The Blangs also like singing and dancing. Young people like a courting dance called the "circle dance." Young women are in the inner side of the circle while young men are at the outer side. Te girls dance gracefully while moving in an anticlockwise direction while boys will dance like tigers in the circle. Yong men sing love songs to those who he loves. The Circle Dance is the most popular among the groups of young people.

The Blang men like Wushu very much. They reveal their energy in the "knife dance." Dancing is mixed with Wushu there. They can play Long sword, single stick or short stick. From these, their spirit of bravery is shown.

Residence and buildings

The Blangs live in the two-story house and the house is usually built according the shape of the earth. Sine they live in the sub-tropical area, where there is abundant rain and moisture, the love the two-story house. Like the Dai people, the homes are made of wood. Most of them are made of bamboo with thatched roofs.

Celebration of the erection of new house: When a new house is being built in the Blang village, it is a tradition that all the villagers would come for help. Therefore, it is also a tradition for the house owners to hold a ceremony to host all the villagers, friends and relatives. It is something similar to the tradition of the Dai people.

The ceremony begins at noon when the sun is at the best. Fireworks are played around the house.

The first men to get upstairs into the house are those holding a bull head. They sing songs of blessing; they dance while getting up the wood steps. Girls, in their festival bests, then stand along the stairs holding basins of water. Girls splash water to the young men as symbols of blessing. Then men with household trunks, women holding bedding and clothes, girls carrying dishes go into the new house in succession.
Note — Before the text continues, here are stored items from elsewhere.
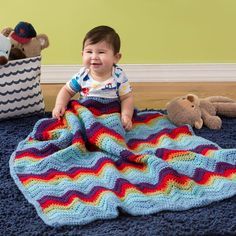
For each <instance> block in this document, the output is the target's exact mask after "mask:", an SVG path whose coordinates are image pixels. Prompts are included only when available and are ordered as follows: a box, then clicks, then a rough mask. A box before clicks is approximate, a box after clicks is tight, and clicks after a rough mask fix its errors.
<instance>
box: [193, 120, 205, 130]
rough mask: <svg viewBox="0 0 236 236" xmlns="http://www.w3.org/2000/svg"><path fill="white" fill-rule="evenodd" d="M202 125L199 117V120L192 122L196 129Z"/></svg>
mask: <svg viewBox="0 0 236 236" xmlns="http://www.w3.org/2000/svg"><path fill="white" fill-rule="evenodd" d="M202 126H203V120H202V119H199V120H197V121H195V122H194V127H195V128H196V129H201V128H202Z"/></svg>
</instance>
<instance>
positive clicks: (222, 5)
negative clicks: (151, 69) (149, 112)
mask: <svg viewBox="0 0 236 236" xmlns="http://www.w3.org/2000/svg"><path fill="white" fill-rule="evenodd" d="M13 6H14V7H13ZM19 21H28V22H30V23H32V24H33V25H34V27H35V29H36V31H37V32H38V33H46V34H47V35H48V36H49V39H50V43H51V45H50V48H48V49H45V51H43V53H42V54H43V64H48V65H50V64H80V63H81V43H82V40H83V37H84V35H85V33H86V32H87V31H88V30H90V29H91V28H93V27H95V26H98V25H102V24H104V25H109V26H112V27H114V28H115V29H116V30H117V32H118V33H119V34H120V37H121V39H122V49H121V52H122V54H123V58H122V60H121V62H120V63H124V64H159V63H161V64H162V63H236V27H235V23H236V1H235V0H136V1H135V0H119V1H117V0H83V1H82V0H67V1H60V0H57V1H56V0H40V1H38V0H23V1H19V0H11V1H1V15H0V29H3V28H4V27H6V26H11V27H13V28H14V26H15V25H16V24H17V23H18V22H19Z"/></svg>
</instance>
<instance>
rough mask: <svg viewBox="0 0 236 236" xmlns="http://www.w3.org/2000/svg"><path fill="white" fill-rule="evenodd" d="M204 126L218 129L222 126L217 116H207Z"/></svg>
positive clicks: (217, 116) (219, 118) (220, 119)
mask: <svg viewBox="0 0 236 236" xmlns="http://www.w3.org/2000/svg"><path fill="white" fill-rule="evenodd" d="M206 126H207V127H208V128H210V129H220V128H221V126H222V120H221V118H220V117H219V116H212V117H210V118H208V120H207V122H206Z"/></svg>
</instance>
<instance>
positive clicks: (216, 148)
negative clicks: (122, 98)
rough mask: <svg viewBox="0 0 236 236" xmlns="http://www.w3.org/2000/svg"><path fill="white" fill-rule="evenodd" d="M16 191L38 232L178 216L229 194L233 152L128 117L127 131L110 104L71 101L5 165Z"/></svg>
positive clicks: (204, 140) (216, 146)
mask: <svg viewBox="0 0 236 236" xmlns="http://www.w3.org/2000/svg"><path fill="white" fill-rule="evenodd" d="M10 170H11V175H12V177H13V179H14V180H15V182H16V184H17V186H18V187H19V189H20V190H21V191H22V193H23V194H24V195H25V197H26V199H27V200H28V201H29V202H30V203H32V204H33V205H34V206H35V208H36V210H37V213H38V215H39V216H40V217H41V218H42V219H43V221H44V222H45V223H46V224H49V225H53V226H58V225H68V224H86V223H89V222H91V221H94V220H97V219H109V218H115V217H117V216H118V214H119V210H118V209H122V210H123V211H125V212H127V213H129V214H131V215H144V214H151V213H155V212H159V211H163V210H171V211H179V210H186V209H189V208H193V207H199V206H204V205H207V204H209V203H211V202H213V201H218V200H221V199H225V198H228V197H231V196H233V195H235V194H236V149H221V148H220V147H219V146H218V145H217V144H215V143H213V142H211V141H209V140H206V139H204V138H201V137H199V136H196V135H194V133H193V131H192V129H191V128H190V127H189V126H181V127H176V126H174V125H173V124H172V123H170V122H169V121H168V119H167V118H166V117H165V115H163V114H162V113H160V112H157V111H135V114H134V117H133V129H132V131H130V132H126V131H125V130H124V129H123V127H122V125H121V121H120V104H119V102H118V101H116V100H110V99H101V98H100V99H98V98H97V99H96V98H90V99H84V100H81V101H75V100H74V101H71V102H70V104H69V106H68V109H67V110H66V113H65V117H64V118H63V119H62V120H61V121H57V120H55V119H48V118H47V119H41V120H39V121H38V122H37V123H36V124H35V126H34V129H33V131H32V132H31V133H30V134H29V135H28V137H27V138H26V139H25V140H23V141H21V142H20V143H19V145H18V147H17V149H16V151H15V152H14V153H13V154H12V156H11V159H10Z"/></svg>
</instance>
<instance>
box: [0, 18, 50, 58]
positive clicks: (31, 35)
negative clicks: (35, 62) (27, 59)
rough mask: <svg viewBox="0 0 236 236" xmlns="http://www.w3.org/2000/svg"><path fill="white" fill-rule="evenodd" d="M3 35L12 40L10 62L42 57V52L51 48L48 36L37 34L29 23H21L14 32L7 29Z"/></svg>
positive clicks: (16, 25)
mask: <svg viewBox="0 0 236 236" xmlns="http://www.w3.org/2000/svg"><path fill="white" fill-rule="evenodd" d="M2 34H3V35H5V36H6V37H8V38H9V39H10V40H11V45H12V47H11V51H10V55H9V60H17V59H22V58H29V57H35V56H39V55H41V51H42V50H43V49H45V48H47V47H48V46H49V40H48V37H47V35H46V34H37V33H36V31H35V29H34V27H33V26H32V25H31V24H30V23H28V22H22V21H21V22H19V23H18V24H17V25H16V27H15V28H14V30H13V29H12V28H10V27H7V28H5V29H3V30H2Z"/></svg>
When everyone is upstairs, things are sorted and put into the right place. After that, fire is made and guests are seated. Feast is given to all those participate. People sing and drink and enjoy themselves to celebrate the occasion.


The bamboo products, the textile goods and the dye works made by the Blang groups feature special ethnic characteristics.
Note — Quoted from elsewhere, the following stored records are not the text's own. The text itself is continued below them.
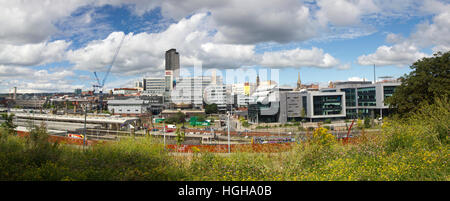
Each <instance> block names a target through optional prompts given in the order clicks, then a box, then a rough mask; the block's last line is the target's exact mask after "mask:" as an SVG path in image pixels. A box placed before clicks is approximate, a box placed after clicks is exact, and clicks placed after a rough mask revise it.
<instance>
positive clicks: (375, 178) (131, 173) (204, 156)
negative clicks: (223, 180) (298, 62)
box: [0, 99, 450, 181]
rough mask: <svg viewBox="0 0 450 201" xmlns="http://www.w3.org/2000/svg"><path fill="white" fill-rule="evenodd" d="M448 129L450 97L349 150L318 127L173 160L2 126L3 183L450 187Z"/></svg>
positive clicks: (148, 141)
mask: <svg viewBox="0 0 450 201" xmlns="http://www.w3.org/2000/svg"><path fill="white" fill-rule="evenodd" d="M362 125H364V124H362ZM449 125H450V104H448V99H437V100H436V101H435V103H434V104H422V105H421V107H420V108H418V109H417V110H416V112H415V113H414V115H410V116H407V117H402V118H400V117H392V118H391V119H387V118H386V119H384V125H383V127H382V131H381V133H373V134H372V133H366V134H365V135H363V136H361V137H359V138H357V139H356V141H354V142H353V143H350V144H342V143H341V142H339V141H337V140H336V139H335V138H334V136H333V135H331V134H330V132H329V131H328V130H327V129H325V128H318V129H315V130H314V132H313V134H312V136H311V137H310V138H309V139H307V140H306V141H304V142H302V143H299V144H294V145H292V149H291V150H290V151H287V152H281V153H253V152H237V153H233V154H230V155H222V154H214V153H203V152H201V151H200V150H199V149H196V151H195V152H196V153H195V154H190V155H172V154H169V153H168V152H167V151H166V150H165V149H164V148H163V146H162V145H161V141H160V140H158V139H154V138H151V137H145V138H141V139H138V138H136V139H135V140H134V139H133V138H130V139H128V140H121V141H120V142H114V143H106V144H99V145H95V146H91V147H89V148H86V149H83V148H82V147H81V146H65V145H58V144H55V143H51V142H49V141H48V139H47V137H48V135H47V134H46V132H45V127H44V126H40V127H35V128H33V130H32V132H31V134H30V135H29V136H28V137H26V138H21V137H17V136H15V135H14V134H8V133H7V132H6V129H5V126H2V130H1V132H2V135H3V136H4V137H2V138H1V139H0V161H2V162H1V163H0V180H119V181H121V180H178V181H181V180H207V181H211V180H239V181H244V180H245V181H248V180H250V181H253V180H258V181H260V180H271V181H273V180H289V181H290V180H441V181H442V180H443V181H449V180H450V176H449V175H450V168H449V167H448V163H449V162H450V161H449V156H450V152H449V149H448V148H449V142H450V140H449ZM193 149H194V148H193Z"/></svg>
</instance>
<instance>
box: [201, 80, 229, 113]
mask: <svg viewBox="0 0 450 201" xmlns="http://www.w3.org/2000/svg"><path fill="white" fill-rule="evenodd" d="M226 92H227V89H226V86H225V85H209V86H207V87H206V88H205V90H204V96H203V98H204V101H205V103H206V104H216V105H217V108H218V110H219V111H224V110H226V109H227V93H226Z"/></svg>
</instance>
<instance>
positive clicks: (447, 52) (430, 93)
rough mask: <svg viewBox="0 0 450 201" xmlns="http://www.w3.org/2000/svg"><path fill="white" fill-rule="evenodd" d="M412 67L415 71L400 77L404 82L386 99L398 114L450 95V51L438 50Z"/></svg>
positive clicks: (430, 102) (411, 111)
mask: <svg viewBox="0 0 450 201" xmlns="http://www.w3.org/2000/svg"><path fill="white" fill-rule="evenodd" d="M410 68H411V69H413V71H412V72H410V73H409V74H405V75H404V76H402V77H401V78H400V80H401V82H402V84H401V85H400V86H399V87H397V88H396V89H395V92H394V94H393V95H392V96H391V97H389V98H388V99H387V100H386V102H387V103H388V104H389V106H390V107H391V108H395V110H396V111H397V113H398V114H400V115H404V114H407V113H410V112H414V111H416V108H418V107H417V106H418V105H420V104H426V103H433V102H434V101H435V99H437V98H448V97H449V95H450V75H449V72H450V51H449V52H446V53H441V52H438V53H436V54H434V56H433V57H430V58H423V59H420V60H418V61H416V62H415V63H413V64H412V65H411V67H410ZM447 100H448V99H447Z"/></svg>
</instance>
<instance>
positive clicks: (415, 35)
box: [358, 1, 450, 66]
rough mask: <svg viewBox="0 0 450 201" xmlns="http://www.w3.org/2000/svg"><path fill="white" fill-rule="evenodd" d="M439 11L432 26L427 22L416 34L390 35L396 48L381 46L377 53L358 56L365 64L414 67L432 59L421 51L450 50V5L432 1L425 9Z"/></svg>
mask: <svg viewBox="0 0 450 201" xmlns="http://www.w3.org/2000/svg"><path fill="white" fill-rule="evenodd" d="M431 8H435V10H433V13H435V16H433V18H432V23H429V22H423V23H420V24H418V25H416V29H415V31H414V32H413V33H412V34H411V35H410V36H409V37H408V38H403V37H402V36H401V35H399V34H394V33H390V34H388V35H387V37H386V41H387V42H388V43H392V44H393V45H392V46H386V45H383V46H380V47H378V48H377V50H376V52H375V53H372V54H368V55H362V56H360V57H358V63H359V64H361V65H373V64H376V65H380V66H386V65H397V66H406V65H411V64H412V63H414V62H415V61H416V60H418V59H421V58H423V57H428V56H430V55H427V54H425V53H423V52H421V50H422V49H423V48H431V49H432V51H433V52H437V51H443V52H445V51H448V50H450V38H449V37H448V36H449V35H450V28H449V27H450V11H449V10H448V9H446V8H450V4H444V3H442V2H438V1H431V2H429V3H425V4H424V5H422V6H421V9H422V10H427V11H429V12H431V10H432V9H431Z"/></svg>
Bamboo products:The Blang people reside in places where bamboos grow, so bamboo strips and rattans are commonly used to make into family appliance and utensils. Most of the Blang men are able to make bamboo products by hand, such as bamboo basket, bucket, dustpan, mat, table, and workbox. Most of the products are be used by themselves and some are taken to the market for sale or exchange.
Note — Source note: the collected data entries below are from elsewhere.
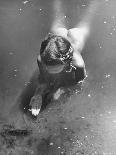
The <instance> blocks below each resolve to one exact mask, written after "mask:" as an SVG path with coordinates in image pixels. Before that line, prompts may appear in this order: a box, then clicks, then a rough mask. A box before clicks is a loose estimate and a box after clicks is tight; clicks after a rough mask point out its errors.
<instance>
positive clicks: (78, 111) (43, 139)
mask: <svg viewBox="0 0 116 155" xmlns="http://www.w3.org/2000/svg"><path fill="white" fill-rule="evenodd" d="M89 2H90V1H89V0H88V1H85V0H83V1H82V0H71V1H69V0H64V1H63V6H64V7H63V9H64V12H65V15H66V17H67V18H66V21H67V25H68V27H69V28H70V27H73V25H75V24H76V23H77V22H78V21H80V20H81V18H82V16H83V14H84V13H85V10H86V8H87V6H88V5H89ZM52 3H53V0H47V1H45V0H33V1H31V0H30V1H27V2H26V1H21V0H9V1H8V0H1V1H0V101H1V102H0V103H1V104H0V108H1V111H0V114H1V120H2V118H3V116H6V115H7V114H8V112H9V111H10V109H11V107H12V105H14V104H15V100H16V98H17V96H18V95H19V94H20V93H21V91H22V90H23V88H24V87H25V84H26V83H27V82H28V80H29V79H30V77H31V75H32V74H33V72H34V70H35V69H36V68H37V64H36V57H37V54H38V53H39V48H40V43H41V41H42V39H43V38H44V37H45V35H46V34H47V33H48V32H49V29H50V27H51V24H52V21H53V9H52V8H53V6H52ZM115 6H116V2H115V0H101V1H100V5H99V7H98V8H97V10H96V13H95V15H94V19H93V21H92V26H91V33H90V36H89V38H88V40H87V42H86V45H85V48H84V50H83V53H82V55H83V58H84V60H85V64H86V69H87V73H88V78H87V79H86V81H85V84H84V86H83V91H82V93H81V94H77V95H76V94H75V95H73V96H72V97H71V99H70V100H69V101H67V104H64V105H62V104H61V105H60V107H59V106H58V104H57V106H56V107H55V106H53V109H52V110H51V111H48V112H45V114H43V115H44V116H43V115H42V116H40V118H38V122H39V125H35V124H34V125H33V123H32V125H29V126H31V127H30V128H34V129H33V130H34V133H33V135H32V137H33V138H32V137H31V138H30V139H32V140H30V139H28V138H27V139H28V140H27V139H26V140H24V141H23V144H24V146H25V145H27V144H26V142H27V141H29V142H30V143H32V145H31V144H30V143H29V142H28V143H29V144H30V145H31V148H32V150H34V154H37V155H46V154H48V155H52V154H53V155H57V154H58V155H59V154H66V155H70V154H71V155H82V154H86V155H87V154H89V155H98V154H99V155H102V154H103V155H107V154H108V155H115V154H116V136H115V135H116V134H115V132H116V103H115V102H116V82H115V81H116V67H115V66H116V53H115V52H116V43H115V42H116V11H115ZM53 116H54V119H53ZM6 119H7V118H6ZM19 120H20V118H19ZM17 124H18V123H17ZM19 124H20V123H19ZM37 136H38V138H34V137H37ZM11 139H12V141H13V140H14V137H13V138H11ZM25 141H26V142H25ZM19 143H20V139H18V144H19ZM33 143H34V144H35V146H33ZM18 144H17V145H18ZM29 144H28V145H29ZM24 150H25V151H24V152H23V153H22V154H26V152H28V154H29V153H30V154H32V152H31V150H30V152H29V150H28V151H27V149H26V148H24ZM79 150H80V151H79ZM18 151H19V154H21V153H20V149H19V150H18ZM61 152H62V153H61ZM12 154H13V153H12ZM15 154H18V153H15ZM1 155H2V153H1Z"/></svg>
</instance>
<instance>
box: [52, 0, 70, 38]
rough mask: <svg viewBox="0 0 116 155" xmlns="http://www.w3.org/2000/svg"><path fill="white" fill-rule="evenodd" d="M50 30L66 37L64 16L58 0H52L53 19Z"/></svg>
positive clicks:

Textile goods: The Blang women are good at spinning and weaving. Raw materials like cotton, ramee and hemp are used to make into textile products of damask and brocade. This kind of cloth is thick and lasting and therefore favored by the local residents. In some of the Blang villages, loom is being used now, which has improved the quality of their textile products.

Dye works:The Blangs use simple way of dyeing. They choose different kinds of plants and flowers to make different colors. For example, blue is made from a plant after soaking, pounding, filtrating and depositing. When dyeing, they put the liquid with the cortices into a big pot and boiled together with plain white cotton cloth. After repeated infusion, they get colored cloth.


Ancestor worship is also popular for the Blangs. They believe that men's production, lives, happiness and miseries are all governed by ghosts or gods and all the living things have souls. Since most of them live together with the Dai people, most of them practice Hinayana Buddhism. Monastery can be found in almost every village. There are also those people who practice Shamanism and Totemism and have similar custom with those of Dais.